FALL RIVER — Bishop Edgar M. da Cunha said Thursday the Diocese of Fall River is embarking on a 12 to 18-month strategic plan that could result in the closing and merger of some parishes.

The bishop, while maintaining a positive but firm tone throughout his nearly one-hour news conference at the Chancery, only spoke in general terms about church buildings in need of major repairs, low finances and declining attendance and did not identify any struggling parishes that may have to close or merge with others.

Attendance has declined across the diocese, which is evident in a drop in confirmation services, weddings and baptisms, he said.

"People have an unique attachment to a building as a place of worship and we understand how important that is, but we happen to think a church is not a building," he said.

Many parishes cannot provide all the services that they need to offer, but two or three parishes working as one can, he said. The bishop offered youth ministries and confirmation programs as examples.

Many people believe "my parish is my kingdom," a view that has to change with the help of the church for the diocese to thrive, he said. He called it "necessary, needed, important for the future."

He said the diocese will be worse off if nothing is done. "This is a must-do for me," he said.

He stressed how important the process of listening to parishioners and building a consensus is. "It's not bricks and mortars. It's people working together," he said.

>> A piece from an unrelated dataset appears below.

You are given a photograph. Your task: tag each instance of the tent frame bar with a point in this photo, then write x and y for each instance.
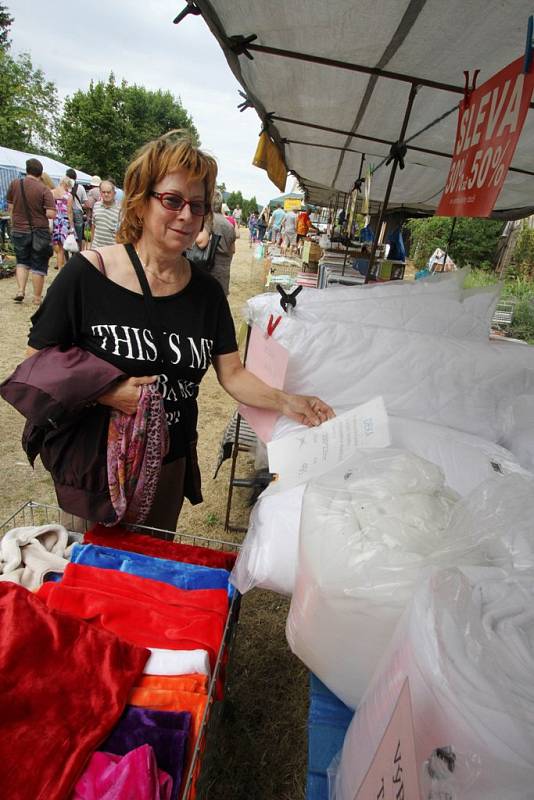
(351, 67)
(393, 172)
(354, 135)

The bishop's comments Thursday are a continuation of his letter to parishioners about his view on rebuilding the diocese. Parishioners are encouraged to attend a series of so-called "listening sessions," where problems will be discussed. At the end of this year, the diocese will evaluate "where we are and where we need to go."

The bishop stressed the importance of the process of engagement with parishioners at these listening sessions and making people aware of their church's needs.

Asked specifically if some churches will close or merge in the next one to two years, the bishop said, "mergers and closings can be a part of the process. We will see which churches are sustainable and which churches are not sustainable."

Pressed further if mergers are inevitable, the bishop answered that it is "very much possible."

People attending Holy Hour on Thursday at Our Lady's Chapel in downtown New Bedford expressed support for the bishop's plan for the most part, while remembering another era when the church was the center of many people's lives.

Chris Pacheco of New Bedford, who attends Our Lady of Mount Carmel in New Bedford's South End, said he understands and supports the bishop's ideas for change. But he also recalled another time when there was no need to downsize.

He remembered that the former St. John the Baptist Church, St. James Church, Mount Carmel Church, St. Hedwig's Church, Our Lady of Assumption thrived, despite being clustered together and people walking to Mass. He also recalled waiting lists to attend Catholic schools and people from outside a parish paid higher tuitions.

Kathleen Madden of Dartmouth said she is waiting for more details, specifically which churches are proposed for closing or merger. "If they are small parishes and there is a need, then that is what you have to do," she said. She attends St. Francis Church in Acushnet and is very happy there. 

"We want the people to realize what their parish needs. We want the people to be part of the process," the bishop said of the listening sessions.

The hope when the process is over it will "bring people to Jesus and bring people to salvation" and parishes will be renewed, he said.

He stressed how important faith is in today's world, a world that is hurt by drug addiction and broken families. "I see everyday how important faith God is. How important faith is. That gives me a lot of hope and encouragement.

"We want people to know how important their faith is," he said. "Take faith out of families and that is what we will end with. We have to help people understand that.

"People say, 'I'm not religious.' That doesn't mean we're going to throw in the towel. We're going to continue doing our work," he said.  

The bishop talked about building on the diocese's strengths, citing the region's growing Hispanic culture, Brazilians and young people. "The church needs to be with them and for them," he said. "Thanks be to God we have our Catholic schools."

Other subjects the bishop touched on:

The possible consolidations and mergers are not a consideration because of a lack of priests, he said. "Right now, we have enough priests for all the churches," he said, adding there are also 15 seminarians.
He said it is "possible" that laypeople would perform the day-to-day functions at some churches.
Asked what effect decades of priestly abuse have had on attendance, the bishop agreed that is "a stain" on the church and it is a time for healing. But even without the scandal, the church would be dealing with declining attendance "in some form."